Thursday, May 25, 2006

20060525 Be It Ever So Humble

My home is a tiny efficiency cabin consisting of a living/sleeping area, a kitchen, and a bathroom. I share it with Travis, a law enforcement ranger in his first season with the Park Service. The walk to the auditorium, where our classroom training sessions take place, takes about three minutes.

Today we learned a little bit about the lifeways of native peoples in the Brooks Camp area. Native peoples lived here for over 4000 years, though perhaps not continuously. They fished, hunted for caribou and other mammals, and ate local plant material. At least some of them lived in semi-subterranean homes known as barabaras. We visited a number of barabara sites this morning, including a partial reconstruction. An excavation 3-4’ deep was lined with split cottonwood limbs arranged vertically. Within this low wall four heavy timbers supported a roof structure. The roof and walls were lined with sod, brush, and sometimes gravel. The entrance was a semi-tunnel, dug lower than the floor of the main room. This design kept the heat from escaping through the entrance.
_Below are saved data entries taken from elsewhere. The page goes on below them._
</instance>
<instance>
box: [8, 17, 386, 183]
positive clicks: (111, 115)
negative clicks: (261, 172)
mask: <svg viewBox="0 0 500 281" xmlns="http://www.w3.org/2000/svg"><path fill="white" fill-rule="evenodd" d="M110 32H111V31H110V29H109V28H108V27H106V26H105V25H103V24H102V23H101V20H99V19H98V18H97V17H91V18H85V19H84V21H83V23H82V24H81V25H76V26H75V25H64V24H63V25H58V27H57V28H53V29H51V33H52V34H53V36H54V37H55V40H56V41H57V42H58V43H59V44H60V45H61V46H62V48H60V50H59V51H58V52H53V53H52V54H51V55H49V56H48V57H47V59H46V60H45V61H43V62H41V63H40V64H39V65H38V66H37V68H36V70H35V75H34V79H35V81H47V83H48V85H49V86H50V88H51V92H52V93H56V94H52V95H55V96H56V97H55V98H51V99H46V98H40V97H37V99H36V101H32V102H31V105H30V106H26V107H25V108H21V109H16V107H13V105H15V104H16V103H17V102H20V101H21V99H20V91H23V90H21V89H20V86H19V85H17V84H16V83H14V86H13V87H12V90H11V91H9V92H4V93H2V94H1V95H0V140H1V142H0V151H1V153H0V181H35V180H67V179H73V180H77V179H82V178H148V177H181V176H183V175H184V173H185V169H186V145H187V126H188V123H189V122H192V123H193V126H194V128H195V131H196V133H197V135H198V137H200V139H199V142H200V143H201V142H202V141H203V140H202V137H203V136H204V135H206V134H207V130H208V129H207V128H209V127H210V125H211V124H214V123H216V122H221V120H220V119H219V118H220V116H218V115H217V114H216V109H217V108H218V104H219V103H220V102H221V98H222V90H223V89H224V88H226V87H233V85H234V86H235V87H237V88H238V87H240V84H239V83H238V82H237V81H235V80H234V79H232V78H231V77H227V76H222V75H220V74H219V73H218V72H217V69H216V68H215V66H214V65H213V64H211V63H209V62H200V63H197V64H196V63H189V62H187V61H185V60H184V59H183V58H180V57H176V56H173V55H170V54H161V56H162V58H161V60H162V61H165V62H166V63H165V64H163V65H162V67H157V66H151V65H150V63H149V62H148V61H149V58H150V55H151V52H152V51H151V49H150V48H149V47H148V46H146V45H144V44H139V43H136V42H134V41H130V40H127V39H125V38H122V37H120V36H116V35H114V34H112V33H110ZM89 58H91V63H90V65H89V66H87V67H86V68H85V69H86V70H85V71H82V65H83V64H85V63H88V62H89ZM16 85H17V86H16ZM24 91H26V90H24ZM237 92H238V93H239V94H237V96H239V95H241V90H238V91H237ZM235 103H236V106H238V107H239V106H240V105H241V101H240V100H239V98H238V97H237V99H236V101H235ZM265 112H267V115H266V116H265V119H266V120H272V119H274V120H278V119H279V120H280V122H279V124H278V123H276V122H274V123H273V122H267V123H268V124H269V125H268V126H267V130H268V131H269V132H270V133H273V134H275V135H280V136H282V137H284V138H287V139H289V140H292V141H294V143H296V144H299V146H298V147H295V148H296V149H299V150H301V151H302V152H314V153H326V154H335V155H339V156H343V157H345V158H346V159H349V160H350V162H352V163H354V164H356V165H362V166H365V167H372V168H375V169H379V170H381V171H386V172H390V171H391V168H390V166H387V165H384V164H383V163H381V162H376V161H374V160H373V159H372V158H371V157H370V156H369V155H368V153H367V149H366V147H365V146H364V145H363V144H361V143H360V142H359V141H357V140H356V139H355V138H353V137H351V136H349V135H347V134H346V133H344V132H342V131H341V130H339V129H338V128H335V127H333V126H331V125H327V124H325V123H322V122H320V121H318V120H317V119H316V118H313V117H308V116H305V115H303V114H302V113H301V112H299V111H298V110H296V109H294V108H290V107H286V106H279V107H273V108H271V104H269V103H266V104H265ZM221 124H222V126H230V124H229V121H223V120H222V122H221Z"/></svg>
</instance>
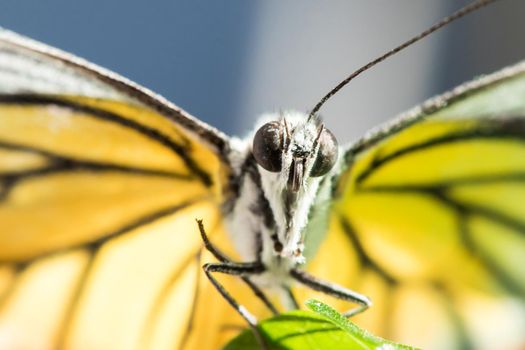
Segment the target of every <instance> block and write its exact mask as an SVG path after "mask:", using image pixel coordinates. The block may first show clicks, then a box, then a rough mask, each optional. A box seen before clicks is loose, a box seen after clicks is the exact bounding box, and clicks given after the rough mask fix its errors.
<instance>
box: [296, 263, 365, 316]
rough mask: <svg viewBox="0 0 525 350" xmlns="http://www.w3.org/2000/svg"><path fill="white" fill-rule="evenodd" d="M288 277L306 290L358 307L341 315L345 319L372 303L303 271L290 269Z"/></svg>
mask: <svg viewBox="0 0 525 350" xmlns="http://www.w3.org/2000/svg"><path fill="white" fill-rule="evenodd" d="M290 275H291V276H292V278H293V279H294V280H296V281H297V282H299V283H301V284H303V285H305V286H307V287H308V288H311V289H313V290H316V291H318V292H321V293H325V294H327V295H331V296H333V297H335V298H338V299H342V300H347V301H350V302H353V303H356V304H358V305H359V306H358V307H356V308H353V309H350V310H349V311H347V312H345V313H343V315H345V316H346V317H352V316H354V315H357V314H359V313H361V312H363V311H365V310H366V309H368V308H369V307H370V306H371V305H372V302H371V301H370V299H369V298H368V297H366V296H364V295H362V294H359V293H356V292H354V291H352V290H350V289H347V288H345V287H342V286H340V285H337V284H335V283H331V282H328V281H324V280H321V279H319V278H317V277H315V276H312V275H310V274H309V273H307V272H305V271H303V270H299V269H291V270H290Z"/></svg>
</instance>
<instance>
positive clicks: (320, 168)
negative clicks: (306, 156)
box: [310, 129, 339, 177]
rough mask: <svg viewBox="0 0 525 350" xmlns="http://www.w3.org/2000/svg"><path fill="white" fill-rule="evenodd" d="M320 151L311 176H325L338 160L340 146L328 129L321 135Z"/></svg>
mask: <svg viewBox="0 0 525 350" xmlns="http://www.w3.org/2000/svg"><path fill="white" fill-rule="evenodd" d="M318 142H319V151H318V152H317V158H316V159H315V163H314V165H313V166H312V170H311V171H310V176H314V177H315V176H323V175H324V174H326V173H327V172H329V171H330V169H332V167H333V166H334V164H335V162H336V160H337V153H338V151H339V147H338V146H337V140H336V139H335V136H334V134H332V132H330V130H328V129H323V130H322V131H321V135H320V136H319V141H318Z"/></svg>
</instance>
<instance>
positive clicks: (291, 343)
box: [224, 300, 414, 350]
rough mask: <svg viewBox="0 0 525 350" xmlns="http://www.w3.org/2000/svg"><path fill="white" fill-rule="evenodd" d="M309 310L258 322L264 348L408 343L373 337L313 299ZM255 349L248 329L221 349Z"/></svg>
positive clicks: (405, 348) (353, 346)
mask: <svg viewBox="0 0 525 350" xmlns="http://www.w3.org/2000/svg"><path fill="white" fill-rule="evenodd" d="M306 305H307V306H308V308H310V309H311V310H313V311H314V312H311V311H292V312H288V313H284V314H281V315H278V316H275V317H273V318H271V319H268V320H265V321H263V322H261V323H260V324H259V326H258V329H259V331H260V333H261V335H262V336H263V337H264V339H265V342H266V345H267V347H268V350H284V349H287V350H294V349H298V350H299V349H301V350H309V349H311V350H313V349H319V350H321V349H355V350H372V349H377V350H407V349H414V348H412V347H409V346H405V345H400V344H396V343H393V342H390V341H388V340H385V339H382V338H379V337H376V336H374V335H372V334H370V333H368V332H367V331H365V330H363V329H361V328H359V327H358V326H356V325H355V324H354V323H352V322H350V321H349V320H348V319H347V318H346V317H345V316H343V315H341V314H340V313H338V312H337V311H336V310H334V309H333V308H331V307H330V306H328V305H326V304H323V303H321V302H320V301H317V300H309V301H307V302H306ZM251 349H253V350H259V349H260V347H259V345H258V343H257V341H256V339H255V337H254V335H253V332H252V331H251V330H247V331H244V332H243V333H241V334H240V335H239V336H237V337H236V338H234V339H233V340H232V341H231V342H230V343H228V344H227V345H226V347H225V348H224V350H251Z"/></svg>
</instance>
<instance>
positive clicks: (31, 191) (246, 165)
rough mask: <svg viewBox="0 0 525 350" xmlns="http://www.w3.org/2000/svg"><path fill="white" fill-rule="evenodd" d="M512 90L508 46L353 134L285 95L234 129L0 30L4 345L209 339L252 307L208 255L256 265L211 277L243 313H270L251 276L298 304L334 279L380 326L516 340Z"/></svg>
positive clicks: (517, 323) (523, 127)
mask: <svg viewBox="0 0 525 350" xmlns="http://www.w3.org/2000/svg"><path fill="white" fill-rule="evenodd" d="M524 101H525V63H520V64H517V65H515V66H513V67H510V68H506V69H504V70H502V71H500V72H497V73H494V74H492V75H489V76H486V77H483V78H480V79H477V80H475V81H473V82H471V83H467V84H465V85H462V86H460V87H458V88H456V89H455V90H453V91H451V92H449V93H445V94H444V95H442V96H439V97H436V98H434V99H431V100H429V101H427V102H425V103H424V104H422V105H421V106H420V107H417V108H415V109H413V110H411V111H409V112H408V113H406V114H405V115H402V116H401V117H399V118H397V119H395V120H394V121H393V122H391V123H390V124H388V125H385V126H383V127H381V128H378V129H376V130H374V131H372V132H370V133H369V134H367V135H365V136H364V137H363V138H362V139H361V140H360V141H358V142H356V143H354V144H352V145H348V146H339V145H337V141H336V140H335V138H334V137H333V135H332V134H331V132H330V131H329V129H328V126H326V125H324V124H323V123H322V121H321V120H320V119H319V118H317V116H315V115H314V116H312V117H309V116H307V115H304V114H302V113H299V112H293V111H286V112H282V113H278V114H272V115H268V116H265V117H264V118H263V119H262V120H261V122H260V123H259V125H257V127H256V130H255V132H254V133H253V134H252V135H251V136H250V137H249V138H247V139H246V140H238V139H235V138H230V137H228V136H226V135H224V134H223V133H222V132H220V131H219V130H217V129H215V128H213V127H211V126H208V125H206V124H204V123H203V122H201V121H199V120H198V119H196V118H194V117H192V116H191V115H189V114H188V113H187V112H185V111H183V110H181V109H180V108H178V107H176V106H175V105H173V104H172V103H170V102H169V101H166V100H165V99H163V98H162V97H160V96H158V95H156V94H154V93H152V92H151V91H149V90H147V89H145V88H143V87H140V86H138V85H136V84H135V83H133V82H130V81H128V80H126V79H125V78H122V77H120V76H118V75H116V74H115V73H112V72H109V71H107V70H105V69H102V68H100V67H97V66H95V65H93V64H91V63H88V62H86V61H84V60H82V59H80V58H77V57H74V56H72V55H70V54H67V53H64V52H61V51H59V50H57V49H54V48H50V47H48V46H45V45H43V44H41V43H37V42H35V41H32V40H30V39H27V38H24V37H22V36H20V35H17V34H15V33H12V32H9V31H7V30H1V31H0V200H1V202H0V259H1V260H0V348H35V349H45V348H50V349H51V348H65V349H122V348H126V349H128V348H137V349H143V348H153V349H164V348H171V349H173V348H185V349H215V348H218V347H219V346H221V345H222V344H224V343H225V342H226V341H227V340H229V339H230V338H231V337H232V336H233V335H234V334H236V333H237V332H238V330H239V328H242V327H245V322H244V321H243V320H242V318H241V317H240V315H239V314H237V313H235V311H234V310H232V309H231V306H230V305H228V303H227V302H226V301H225V300H224V299H223V298H221V296H220V294H219V293H218V292H217V290H216V288H215V286H214V285H213V284H212V283H210V281H209V280H208V278H207V276H206V274H204V273H203V271H202V269H201V267H202V265H204V264H208V265H206V266H208V270H207V271H206V272H207V273H208V275H210V274H212V272H216V271H217V269H219V270H220V268H217V266H222V267H223V268H224V265H217V263H216V262H215V263H212V264H214V265H209V264H210V261H213V259H212V258H213V256H212V255H213V254H212V253H214V252H215V255H216V256H219V257H221V256H223V255H224V256H227V257H228V259H227V260H228V261H227V262H226V263H223V264H226V267H228V268H230V270H231V269H235V268H237V267H239V265H241V266H242V267H245V268H247V270H243V272H244V275H242V276H241V277H243V279H232V278H225V279H221V280H220V281H218V280H213V281H215V282H216V283H220V285H221V288H222V290H223V291H227V292H228V293H229V294H231V295H232V296H234V301H235V302H236V303H238V304H239V305H243V306H246V308H247V310H248V312H249V314H246V313H245V314H244V316H245V317H247V318H250V317H251V315H255V316H257V317H258V318H263V317H266V316H268V315H270V314H271V312H270V311H271V310H268V308H267V307H266V306H267V305H264V303H261V302H259V301H258V300H256V298H255V297H254V296H253V294H254V293H253V291H254V290H255V291H256V292H257V293H258V292H259V291H261V290H262V289H261V288H260V286H264V287H267V286H269V287H273V289H275V290H276V292H277V294H279V293H280V294H282V295H283V300H284V304H286V303H288V304H301V302H300V301H301V300H304V298H305V297H306V296H312V293H311V291H310V290H309V289H308V288H301V286H300V285H301V284H303V285H305V286H307V287H308V286H309V287H314V289H315V287H317V289H318V290H320V291H327V288H330V287H332V291H333V290H334V288H335V290H338V289H337V288H339V287H334V285H333V284H332V283H337V285H338V286H341V288H342V287H343V286H344V287H345V288H344V291H343V292H344V293H347V294H346V296H348V295H349V294H348V293H349V289H348V288H351V290H355V291H356V292H357V293H356V294H351V295H352V296H353V300H354V301H356V302H357V305H358V307H359V305H361V306H362V308H364V307H366V306H368V305H369V300H372V301H373V307H371V308H370V309H369V310H366V312H362V313H360V314H359V315H357V316H355V318H353V320H355V321H356V322H357V323H358V324H360V325H362V326H363V327H365V328H367V329H369V330H371V331H373V332H374V333H376V334H379V335H382V336H385V337H388V338H391V339H394V340H397V341H402V342H405V343H408V344H412V345H417V346H422V347H425V348H511V347H515V348H519V347H522V346H523V344H525V339H524V335H523V334H522V330H523V329H525V305H524V299H525V298H524V296H525V279H524V277H523V276H525V270H524V266H525V257H524V255H523V247H524V245H525V241H524V236H523V235H524V232H525V226H524V225H525V224H524V222H523V219H522V218H523V217H525V215H524V214H525V213H524V212H523V209H522V208H523V206H522V205H520V199H521V198H524V196H523V194H525V192H524V190H523V188H522V187H523V185H522V183H523V179H524V170H525V169H523V168H522V166H524V167H525V164H524V163H523V162H524V161H523V159H525V157H524V155H525V149H524V148H523V145H522V142H523V137H524V135H525V123H524V120H525V119H524V117H523V115H524V112H525V102H524ZM522 193H523V194H522ZM271 194H274V197H271ZM195 219H201V220H202V221H199V222H200V224H201V226H200V227H199V226H198V225H197V223H196V221H195ZM254 226H255V228H254ZM199 229H200V230H199ZM254 233H255V234H254ZM201 235H202V236H203V237H204V238H205V240H206V239H208V238H209V240H210V242H211V243H210V245H211V248H210V249H209V250H210V251H211V252H210V251H205V250H203V249H202V239H201V238H202V237H201ZM224 260H226V259H224ZM230 260H231V261H237V262H246V263H250V262H252V261H255V262H257V261H258V260H259V261H264V262H265V264H263V265H257V264H255V265H254V264H252V265H250V266H248V265H249V264H246V263H245V264H244V265H242V264H237V265H236V264H232V263H230V262H229V261H230ZM278 261H285V262H286V263H287V264H290V265H279V264H278V263H277V262H278ZM305 261H306V262H307V264H306V265H305V266H304V268H303V265H304V264H303V263H304V262H305ZM269 263H272V264H274V265H272V266H271V268H270V267H269V266H268V264H269ZM210 266H212V267H211V268H210ZM213 266H215V269H216V270H215V271H212V270H213V268H214V267H213ZM283 266H284V267H283ZM299 267H300V268H299ZM261 268H263V269H265V270H263V271H261V270H260V269H261ZM249 269H252V270H249ZM257 269H259V270H257ZM292 269H293V271H294V272H293V274H292V275H291V274H289V272H290V271H291V270H292ZM248 270H249V271H251V272H255V273H248V272H249V271H248ZM269 270H271V271H270V272H271V273H270V274H268V273H267V272H268V271H269ZM247 271H248V272H247ZM223 272H224V271H223ZM230 272H231V271H230ZM265 273H266V274H265ZM279 273H281V274H282V279H277V280H276V279H275V278H269V277H272V276H273V277H275V276H276V275H278V274H279ZM290 276H291V277H290ZM312 276H318V277H322V278H323V279H324V280H325V281H331V282H332V283H331V284H327V283H324V282H323V283H321V280H319V279H316V278H312ZM208 277H209V276H208ZM213 278H215V277H213ZM288 279H290V280H293V281H295V282H297V283H296V284H297V285H299V286H297V287H296V285H295V284H292V283H291V282H290V283H289V281H288ZM275 282H278V283H275ZM315 282H320V283H318V284H315ZM265 292H266V291H265V290H264V291H263V293H265ZM291 295H294V296H295V297H293V298H292V297H291ZM365 295H366V296H367V297H365ZM316 296H317V297H318V298H321V299H322V298H323V296H322V295H317V294H316ZM368 297H369V298H370V299H368ZM265 298H266V297H263V301H264V300H266V303H267V304H270V303H271V304H272V305H273V304H274V303H279V300H276V299H274V298H272V297H271V296H269V297H268V299H265ZM347 299H348V298H347ZM350 299H352V298H350ZM330 303H332V304H333V305H336V306H337V307H338V308H339V309H342V310H343V309H347V308H348V306H349V304H348V302H343V301H338V300H333V299H330ZM284 306H286V305H284ZM292 306H294V305H292ZM355 310H356V309H354V311H355ZM357 311H361V309H359V308H358V309H357Z"/></svg>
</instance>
Heat and light came from a fire or from an oil lamp. The lamp would be a large cobblestone worked to create a basin. Wicks could be fashioned by rolling moss between the fingers. Barabaras came unfurnished. Occupants sat on the floor against the wall.

I am neither native nor planning to stay for over 4000 years—I’ll be here about four months. Until today I believed I was really roughing it, what with shared quarters, no telephone, and no stores nearby. Now I understand that my home is luxurious indeed.